When providing a URI with the maven scheme, the format should conform to the following:
maven://<groupId>:<artifactId>[:<extension>[:<classifier>]]:<version>
To register the Source, Processor and Sink applications previously created, go to the Spring Cloud Data Flow Shell and issue the following commands from the prompt:
app register --name time-source --type source
--uri maven://com.baeldung.spring.cloud:spring-data-flow-time-source:jar:0.0.1-SNAPSHOT
app register --name time-processor --type processor
--uri maven://com.baeldung.spring.cloud:spring-data-flow-time-processor:jar:0.0.1-SNAPSHOT
app register --name logging-sink --type sink
--uri maven://com.baeldung.spring.cloud:spring-data-flow-logging-sink:jar:0.0.1-SNAPSHOT
10. Create and Deploy the Stream
To create a new stream definition go to the Spring Cloud Data Flow Shell and execute the following shell command:
stream create --name time-to-log
--definition 'time-source | time-processor | logging-sink'
This defines a stream named time-to-log based on the DSL expression ‘time-source | time-processor | logging-sink’.
Then to deploy the stream execute the following shell command:
stream deploy --name time-to-log
The Data Flow Server resolves time-source, time-processor, and logging-sink to maven coordinates and uses those to launch the time-source, time-processor and logging-sink applications of the stream.
If the stream is correctly deployed you’ll see in the Data Flow Server logs that the modules have been started and tied together:
2016-08-24 12:29:10.516 INFO 8096 --- [io-9393-exec-10] o.s.c.d.spi.local.LocalAppDeployer: deploying app time-to-log.logging-sink instance 0
Logs will be in PATH_TO_LOG/spring-cloud-dataflow-1276836171391672089/time-to-log-1472034549734/time-to-log.logging-sink
2016-08-24 12:29:17.600 INFO 8096 --- [io-9393-exec-10] o.s.c.d.spi.local.LocalAppDeployer : deploying app time-to-log.time-processor instance 0
Logs will be in PATH_TO_LOG/spring-cloud-dataflow-1276836171391672089/time-to-log-1472034556862/time-to-log.time-processor
2016-08-24 12:29:23.280 INFO 8096 --- [io-9393-exec-10] o.s.c.d.spi.local.LocalAppDeployer : deploying app time-to-log.time-source instance 0
Logs will be in PATH_TO_LOG/spring-cloud-dataflow-1276836171391672089/time-to-log-1472034562861/time-to-log.time-source
11. Reviewing the Result
In this example, the source simply sends the current timestamp as a message each second, the processor format it and the log sink outputs the formatted timestamp using the logging framework.
The log files are located within the directory displayed in the Data Flow Server’s log output, as shown above.
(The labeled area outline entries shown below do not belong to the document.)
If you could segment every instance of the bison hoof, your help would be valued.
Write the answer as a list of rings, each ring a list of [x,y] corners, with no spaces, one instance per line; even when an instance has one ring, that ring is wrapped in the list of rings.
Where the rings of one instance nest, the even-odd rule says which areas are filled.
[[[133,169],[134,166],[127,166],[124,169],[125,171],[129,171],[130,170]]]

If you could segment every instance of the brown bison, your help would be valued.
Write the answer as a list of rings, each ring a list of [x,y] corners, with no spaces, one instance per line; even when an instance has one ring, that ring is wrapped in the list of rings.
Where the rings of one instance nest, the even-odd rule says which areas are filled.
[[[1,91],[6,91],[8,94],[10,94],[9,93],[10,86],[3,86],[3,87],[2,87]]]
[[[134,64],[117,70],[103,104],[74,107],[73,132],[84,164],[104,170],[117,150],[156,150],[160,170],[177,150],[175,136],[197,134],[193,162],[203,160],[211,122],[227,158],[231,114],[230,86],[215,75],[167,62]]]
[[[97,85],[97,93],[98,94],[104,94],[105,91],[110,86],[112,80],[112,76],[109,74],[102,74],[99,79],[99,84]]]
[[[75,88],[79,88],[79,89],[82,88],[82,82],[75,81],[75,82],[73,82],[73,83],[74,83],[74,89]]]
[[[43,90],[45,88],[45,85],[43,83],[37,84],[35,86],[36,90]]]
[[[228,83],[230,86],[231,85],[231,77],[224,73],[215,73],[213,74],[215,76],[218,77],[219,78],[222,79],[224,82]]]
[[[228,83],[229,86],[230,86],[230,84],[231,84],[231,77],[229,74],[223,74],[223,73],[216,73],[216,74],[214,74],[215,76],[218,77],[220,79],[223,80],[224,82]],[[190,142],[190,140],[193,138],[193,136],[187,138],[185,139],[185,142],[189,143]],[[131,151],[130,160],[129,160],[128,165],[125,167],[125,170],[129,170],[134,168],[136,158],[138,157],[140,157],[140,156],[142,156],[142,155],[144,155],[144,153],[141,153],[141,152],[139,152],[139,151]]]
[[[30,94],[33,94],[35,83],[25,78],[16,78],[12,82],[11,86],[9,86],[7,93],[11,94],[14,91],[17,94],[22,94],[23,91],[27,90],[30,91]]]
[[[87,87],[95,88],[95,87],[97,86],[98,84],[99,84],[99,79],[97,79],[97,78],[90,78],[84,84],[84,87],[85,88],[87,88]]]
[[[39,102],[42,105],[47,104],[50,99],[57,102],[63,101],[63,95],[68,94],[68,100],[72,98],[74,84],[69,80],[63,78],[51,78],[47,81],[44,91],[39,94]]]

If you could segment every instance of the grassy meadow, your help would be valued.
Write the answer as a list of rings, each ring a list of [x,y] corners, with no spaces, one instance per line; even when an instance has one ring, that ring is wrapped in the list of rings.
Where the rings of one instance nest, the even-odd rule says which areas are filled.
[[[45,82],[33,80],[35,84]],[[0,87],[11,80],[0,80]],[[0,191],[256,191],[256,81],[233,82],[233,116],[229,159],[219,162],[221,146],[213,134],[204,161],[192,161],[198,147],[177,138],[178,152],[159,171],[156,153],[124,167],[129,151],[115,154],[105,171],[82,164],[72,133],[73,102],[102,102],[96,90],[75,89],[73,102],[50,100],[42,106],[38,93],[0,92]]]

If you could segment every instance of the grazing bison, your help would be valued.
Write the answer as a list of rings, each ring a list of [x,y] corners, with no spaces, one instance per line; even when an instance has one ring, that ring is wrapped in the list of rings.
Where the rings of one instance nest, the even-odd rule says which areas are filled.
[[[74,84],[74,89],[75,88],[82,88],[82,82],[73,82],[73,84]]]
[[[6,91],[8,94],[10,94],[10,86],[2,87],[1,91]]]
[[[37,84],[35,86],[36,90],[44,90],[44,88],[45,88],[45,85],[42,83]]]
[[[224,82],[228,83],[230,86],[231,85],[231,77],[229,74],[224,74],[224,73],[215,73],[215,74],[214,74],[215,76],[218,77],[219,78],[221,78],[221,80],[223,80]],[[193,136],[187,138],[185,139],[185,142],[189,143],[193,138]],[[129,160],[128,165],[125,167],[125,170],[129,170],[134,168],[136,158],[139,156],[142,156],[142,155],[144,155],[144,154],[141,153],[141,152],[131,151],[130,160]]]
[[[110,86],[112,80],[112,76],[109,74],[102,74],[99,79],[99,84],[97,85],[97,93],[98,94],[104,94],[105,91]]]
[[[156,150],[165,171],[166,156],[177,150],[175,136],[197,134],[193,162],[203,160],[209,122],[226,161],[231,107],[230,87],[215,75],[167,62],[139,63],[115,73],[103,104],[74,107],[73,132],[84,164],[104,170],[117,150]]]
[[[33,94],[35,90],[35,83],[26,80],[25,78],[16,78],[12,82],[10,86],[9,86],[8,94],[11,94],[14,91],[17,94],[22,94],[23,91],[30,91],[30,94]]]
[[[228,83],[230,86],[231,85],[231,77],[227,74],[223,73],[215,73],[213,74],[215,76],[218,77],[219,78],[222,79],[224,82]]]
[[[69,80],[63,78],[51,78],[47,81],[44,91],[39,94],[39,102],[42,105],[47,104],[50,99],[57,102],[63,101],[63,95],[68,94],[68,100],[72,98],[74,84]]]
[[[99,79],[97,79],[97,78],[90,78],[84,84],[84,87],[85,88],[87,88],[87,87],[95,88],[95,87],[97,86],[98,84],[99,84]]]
To see the result, we can tail the log:
tail -f PATH_TO_LOG/spring-cloud-dataflow-1276836171391672089/time-to-log-1472034549734/time-to-log.logging-sink/stdout_0.log
2016-08-24 12:40:42.029 INFO 9488 --- [r.time-to-log-1] s.c.SpringDataFlowLoggingSinkApplication : Received: 2016/08/24 11:40:01
2016-08-24 12:40:52.035 INFO 9488 --- [r.time-to-log-1] s.c.SpringDataFlowLoggingSinkApplication : Received: 2016/08/24 11:40:11
2016-08-24 12:41:02.030 INFO 9488 --- [r.time-to-log-1] s.c.SpringDataFlowLoggingSinkApplication : Received: 2016/08/24 11:40:21
12. Conclusion
In this article, we have seen how to build a data pipeline for stream processing through the use of Spring Cloud Data Flow.
Also, we saw the role of Source, Processor and Sink applications inside the stream and how to plug and tie this module inside a Data Flow Server through the use of Data Flow Shell.
The example code can be found in the GitHub project.